Background: Iron overload is considered as an unfavorable prognosis in myelodysplastic syndrome (MDS) even in those undergoing allogeneic hematopoietic stem cell transplantation (allo-HSCT). Although iron chelation therapy has improved the prognosis of these patients to some extent, the effect has not yet been satisfactory. This study aimed to investigate whether granulocyte colony-stimulating factor and decitabine (G-DAC)-containing conditioning improve the prognosis of iron-overloaded MDS patients undergoing allo-HSCT.

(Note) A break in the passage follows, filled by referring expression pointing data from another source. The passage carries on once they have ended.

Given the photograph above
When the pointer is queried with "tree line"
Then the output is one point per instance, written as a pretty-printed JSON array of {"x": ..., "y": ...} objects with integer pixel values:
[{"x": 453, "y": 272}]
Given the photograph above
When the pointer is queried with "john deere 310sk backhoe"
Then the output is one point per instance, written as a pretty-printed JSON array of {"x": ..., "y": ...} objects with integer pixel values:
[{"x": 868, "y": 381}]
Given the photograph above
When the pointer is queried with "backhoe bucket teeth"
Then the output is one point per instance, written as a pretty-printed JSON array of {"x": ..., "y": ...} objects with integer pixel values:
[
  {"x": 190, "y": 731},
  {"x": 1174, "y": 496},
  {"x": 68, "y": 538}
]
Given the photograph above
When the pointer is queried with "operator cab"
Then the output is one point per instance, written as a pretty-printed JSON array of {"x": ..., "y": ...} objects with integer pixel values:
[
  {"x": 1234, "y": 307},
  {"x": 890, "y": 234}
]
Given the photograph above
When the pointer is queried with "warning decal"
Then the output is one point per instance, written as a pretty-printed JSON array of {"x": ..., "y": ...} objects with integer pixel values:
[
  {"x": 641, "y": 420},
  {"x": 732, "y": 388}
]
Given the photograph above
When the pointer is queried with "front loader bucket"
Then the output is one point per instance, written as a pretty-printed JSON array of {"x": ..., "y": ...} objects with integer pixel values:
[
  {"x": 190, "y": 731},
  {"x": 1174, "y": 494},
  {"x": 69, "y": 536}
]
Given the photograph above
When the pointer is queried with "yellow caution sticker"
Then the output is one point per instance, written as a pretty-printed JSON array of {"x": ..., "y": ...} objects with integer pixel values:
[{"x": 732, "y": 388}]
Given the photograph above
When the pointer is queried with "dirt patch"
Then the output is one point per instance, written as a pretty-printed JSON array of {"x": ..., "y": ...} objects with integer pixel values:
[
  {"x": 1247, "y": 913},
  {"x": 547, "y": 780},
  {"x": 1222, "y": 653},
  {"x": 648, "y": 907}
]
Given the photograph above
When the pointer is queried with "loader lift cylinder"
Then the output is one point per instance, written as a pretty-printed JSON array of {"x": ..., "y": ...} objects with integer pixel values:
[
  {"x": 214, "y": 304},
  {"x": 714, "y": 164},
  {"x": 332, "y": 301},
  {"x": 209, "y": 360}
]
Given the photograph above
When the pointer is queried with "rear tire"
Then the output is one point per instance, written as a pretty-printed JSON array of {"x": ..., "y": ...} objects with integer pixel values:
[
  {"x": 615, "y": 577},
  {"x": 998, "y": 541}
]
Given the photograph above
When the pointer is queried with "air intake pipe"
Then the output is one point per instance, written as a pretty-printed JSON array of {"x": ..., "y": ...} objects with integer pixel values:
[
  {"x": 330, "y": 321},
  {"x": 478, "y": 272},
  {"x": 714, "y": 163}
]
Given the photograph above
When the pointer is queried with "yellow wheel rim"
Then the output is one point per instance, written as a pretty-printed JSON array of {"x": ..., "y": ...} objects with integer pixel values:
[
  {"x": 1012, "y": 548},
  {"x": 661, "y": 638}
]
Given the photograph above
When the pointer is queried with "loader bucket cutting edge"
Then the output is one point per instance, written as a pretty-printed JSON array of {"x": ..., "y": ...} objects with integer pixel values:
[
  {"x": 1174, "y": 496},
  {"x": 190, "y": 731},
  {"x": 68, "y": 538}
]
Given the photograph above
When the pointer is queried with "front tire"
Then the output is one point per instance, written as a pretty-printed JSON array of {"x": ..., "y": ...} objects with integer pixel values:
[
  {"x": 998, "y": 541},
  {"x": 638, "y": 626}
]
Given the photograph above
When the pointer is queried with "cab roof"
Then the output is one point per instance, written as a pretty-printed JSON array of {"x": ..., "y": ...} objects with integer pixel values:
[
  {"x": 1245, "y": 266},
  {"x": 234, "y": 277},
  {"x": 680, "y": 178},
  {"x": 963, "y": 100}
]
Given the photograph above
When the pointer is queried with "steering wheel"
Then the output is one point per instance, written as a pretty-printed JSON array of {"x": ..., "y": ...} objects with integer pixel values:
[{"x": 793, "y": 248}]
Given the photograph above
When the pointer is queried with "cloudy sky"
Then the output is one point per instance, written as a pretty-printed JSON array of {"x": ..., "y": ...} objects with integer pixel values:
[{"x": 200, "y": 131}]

Study Design: One hundred and ninety-seven patients were enrolled in this retrospective study. Based on the level of serum ferritin (SF) and conditioning regimen, all patients enrolled were divided into 4 groups: SF﹤1000µg/L with G-DAC conditioning (cohort 1), SF﹤1000µg/L with non-G-DAC conditioning (cohort 2), SF ≥ 1000µg/L with G-DAC conditioning (cohort 3) and SF ≥ 1000µg/L with non-G-DAC conditioning (cohort 4). The clinical features and prognosis between cohorts were analyzed.

Results: The 2-year overall survival (OS) was 77.0%, 72.1%, 73.8% and 38.7% (P = 0.001), and disease-free survival (DFS) was 75.7%, 62.8%, 71.7% and 35.5% (P = 0.001), and the cumulative incidence of non-relapse mortality (NRM) was 17.3%, 25.0%, 15.2% and 53.1% (P = 0.001), and the incidence of relapse was 8%, 13.6%, 13.1% and 12.5% (P = 0.592), respectively, in the four groups. To be specific, cohort4 had worse OS and DFS and higher NRM than the other three groups (all P﹤0.05). Multivariate analysis revealed that SF ≥ 1000µg/L was a risk factor for OS, DFS and NRM (P = 0.022, P = 0.025, P = 0.036), while G-DAC-containin g conditioning was a protective factor (P = 0.009, P = 0.003, P = 0.004). Intriguingly, when cohort 1 to cohort4 were included in the multivariate analysis, only cohort4 was a risk factor for OS, DFS and NRM (all P﹤0.05), but cohort3, namely iron-overloaded patients who received G-DAC-containing conditioning had no difference in prognosis compared with patients with SF﹤1000µg/L.

Conclusions: The poor prognosis of patients with iron overload could be overcome by G-DAC-containing conditioning partly.

Disclosures: No relevant conflicts of interest to declare.